Ahora vemos lo que Kierkegaard pretende. Sócrates era el caballero de la resignación, y la sabiduría que legó a los hombres era la sabiduría de la resignación. (Spinoza repitió el pensamiento de Sócrates en su Sub specie aeternitatis.) Sócrates “sabía” que el hombre puede renunciar por sus propias fuerzas a la princesa, pero que por sus propias fuerzas no puede obtenerla. “Sabía” igualmente que las fuerzas de los dioses son también limitadas, que no se hacen obedecer en el mundo de lo finito, que sólo “lo eterno” se halla en su poder y que se lo reparten de buena gana con los hombres. He aquí por qué Sócrates consideraba como pecadores endurecidos, merecedores de todos los males destinados a los despreciadores de la razón, a quienes no querían contentarse con el único don que pueden otorgar los dioses, que no consentían en hallar la alegría, la paz y la satisfacción en la renuncia a lo finito. Pues el conocimiento procede de la razón, renegar del conocimiento significa renegar de la razón.

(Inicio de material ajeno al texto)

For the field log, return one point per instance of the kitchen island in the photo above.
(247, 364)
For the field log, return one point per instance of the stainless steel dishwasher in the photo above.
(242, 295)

Ahora bien, quam aram parabit sibi qui majestatem rationis laedit -¿ante qué otro altar, dice Spinoza, Socrates redivivus, dos mil años después de Sócrates, ante qué otro altar rogará el que ha ofendido la majestad de la razón?
  
Y, sin embargo, Job rechazó todas las consolaciones filosóficas, todas las “consolaciones engañosas” de la sabiduría humana. Y el Dios de la Biblia no sólo no vio en ello una “voluntad mala”, sino que condenó a los “consoladores” de Job que le proponían sustituir los bienes “finitos” por la contemplación de la eternidad. Por su parte, Abraham, aun en el momento en que el cuchillo brilló en su mano, no renunció al Isaac “finito”. Y con esto se convirtió para innumerables generaciones en el padre de la fe. Y Kierkegaard no halló imágenes y palabras bastante fuertes para exaltar su audacia.
Notas
1) III, 45: “Se necesita un valor puramente humano para renunciar a lo temporal a favor de lo eterno. Pero se necesita un valor paradójico y humilde para coger en virtud de lo Absurdo todo lo temporal. Este es el valor de la fe: Abraham no perdió a Isaac por la fe, sino que por la fe lo obtuvo”.